Estimated value: 1.2 - 1.5 million dollars.


7 1/4" Tooth of a Megladon Monster
A massive 7 1/4 inch serrated shark tooth was found in a coastal river bed in South Carolina by fossil hunter Vito Bertucci. The fossilized tooth belongs to carcharodon Megalodon, a prehistoric 70-foot, 70,000 pound version of our modern-day Great White. To locate the tooth, and hundreds of smaller ones like it, Bertucci had to battle Tiger and Bull sharks, alligators, cotton-mouth snakes, sea wasps (jelly fish) which can carry fatal stings...all in water that is usually pitch black and filled with strong currents.


Vito Bertucci (MEGALODON MAN)
A good freind that alot of people are going to miss.

After nearly a week of searching, the Bryan County Sheriff's Office says a fisherman discovered the body of 48-year-old Vito Bertucci of Port Royal Thursday morning when it surfaced in Ossabaw Sound in Chatham County.
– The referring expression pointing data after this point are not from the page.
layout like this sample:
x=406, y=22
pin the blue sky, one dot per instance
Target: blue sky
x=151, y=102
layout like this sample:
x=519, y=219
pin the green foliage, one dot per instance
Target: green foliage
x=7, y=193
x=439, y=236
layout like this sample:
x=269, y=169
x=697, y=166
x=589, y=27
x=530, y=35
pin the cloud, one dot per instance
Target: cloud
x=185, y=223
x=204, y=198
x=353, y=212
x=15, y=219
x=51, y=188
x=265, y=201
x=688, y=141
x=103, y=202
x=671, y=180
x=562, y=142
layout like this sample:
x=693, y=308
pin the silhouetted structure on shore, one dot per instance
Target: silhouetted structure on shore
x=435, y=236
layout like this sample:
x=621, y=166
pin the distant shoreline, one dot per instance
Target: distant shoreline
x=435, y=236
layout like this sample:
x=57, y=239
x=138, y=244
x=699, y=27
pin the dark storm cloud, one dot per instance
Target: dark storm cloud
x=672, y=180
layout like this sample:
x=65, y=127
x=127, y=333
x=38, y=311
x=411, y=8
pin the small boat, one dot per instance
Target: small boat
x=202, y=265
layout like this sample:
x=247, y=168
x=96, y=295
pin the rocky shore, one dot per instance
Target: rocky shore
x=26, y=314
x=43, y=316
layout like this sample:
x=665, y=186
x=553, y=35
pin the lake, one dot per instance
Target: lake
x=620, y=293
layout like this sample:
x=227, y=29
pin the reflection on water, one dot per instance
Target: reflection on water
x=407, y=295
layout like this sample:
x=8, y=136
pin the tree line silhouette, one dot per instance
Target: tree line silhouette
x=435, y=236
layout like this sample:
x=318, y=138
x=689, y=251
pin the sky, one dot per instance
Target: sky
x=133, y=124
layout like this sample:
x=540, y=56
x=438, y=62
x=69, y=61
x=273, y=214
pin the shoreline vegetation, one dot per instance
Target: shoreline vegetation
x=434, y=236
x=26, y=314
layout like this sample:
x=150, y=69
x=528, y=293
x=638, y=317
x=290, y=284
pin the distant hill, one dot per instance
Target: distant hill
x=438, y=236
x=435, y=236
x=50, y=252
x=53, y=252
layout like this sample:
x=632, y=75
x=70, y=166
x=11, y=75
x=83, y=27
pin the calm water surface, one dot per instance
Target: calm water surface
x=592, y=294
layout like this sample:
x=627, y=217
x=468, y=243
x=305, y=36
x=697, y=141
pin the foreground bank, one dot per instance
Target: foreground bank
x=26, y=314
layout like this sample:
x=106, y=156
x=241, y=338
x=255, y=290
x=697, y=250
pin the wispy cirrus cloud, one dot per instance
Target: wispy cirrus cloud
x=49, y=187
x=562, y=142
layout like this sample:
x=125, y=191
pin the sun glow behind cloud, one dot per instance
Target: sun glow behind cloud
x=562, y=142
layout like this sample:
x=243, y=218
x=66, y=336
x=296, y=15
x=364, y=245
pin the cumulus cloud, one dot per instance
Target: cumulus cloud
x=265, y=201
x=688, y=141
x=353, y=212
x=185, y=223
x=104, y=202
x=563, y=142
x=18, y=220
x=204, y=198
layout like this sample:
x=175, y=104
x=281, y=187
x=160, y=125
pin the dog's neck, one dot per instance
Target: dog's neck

The Coast Guard says 48-year-old Vito Bertucci from Port Royal went diving in the Ogeechee River near the Intercoastal Waterway in Bryan county about 2:30pm Sunday and told his partner he would surface in about 2 hours, but never came up. The Coast Guard says the friend in the boat reported the diver missing about 5:00pm Sunday.

Search teams with the Coast Guard, Georgia Department of Natural Resources and Chatham and Bryan counties scoured the water for him Sunday night and Monday. The Georgia Department of Natural Resources, Bryan County Sheriff's Office Marine Rescue Squad and a Beaufort Volunteer Dive Search crew continued looking for Bertucci Tuesday, Wednesday and Thursday.

Local divers say Bertucci is an experienced diver, and he was collecting artifacts for a museum he operated in South Carolina. Some divers also say he took a deadly risk diving in a 10-feet current. Dive teams say it was an exhausting search in the Ogeechee River, in an area one diver described as a black hole.

"There's a deep hole there and there's a lot of debris in that area. There are trees and what not, nets and stuff, crab traps and crab floats, that type of thing. Anything is possible," said Sgt. James Shelton with GADNR.

The DNR says Bertucci was looking for sharks' teeth and whale bones and he was wearing weights so he could search the bottom of the river more easily. He was searching in what divers call black water. With all the sediment churned up, divers say it's a very dangerous experience because you can't see anything, leaving divers to feel their way around.

"You can't see anything except what's underneath your light on your belly," said Ralph Neely, a master diver trainer with Zero Gravity in Savannah.

Neely says he knows Bertucci, and he was weighted down with more than 140 pounds of equipment.

"This man's never going to float, not going to happen," said Neely.

Neely says with 30 years diving experience he would have never gone diving in Sunday’s 10-feet current.

"Think about what it takes to chase the Atlantic Ocean up a wall ten feet. He could have had a heart attack. This hole he was in, the man that found it Terri Lee, he's been in and out chased by bull sharks. A lot of bull sharks like to hang around there," said Neely

Neely says he’s gone looking for artifacts himself and loves the thrill of discovery.

"You find these things between 8 and 11 million years old, that's fascinating. It's not eccentric. It's addictive," said Neely.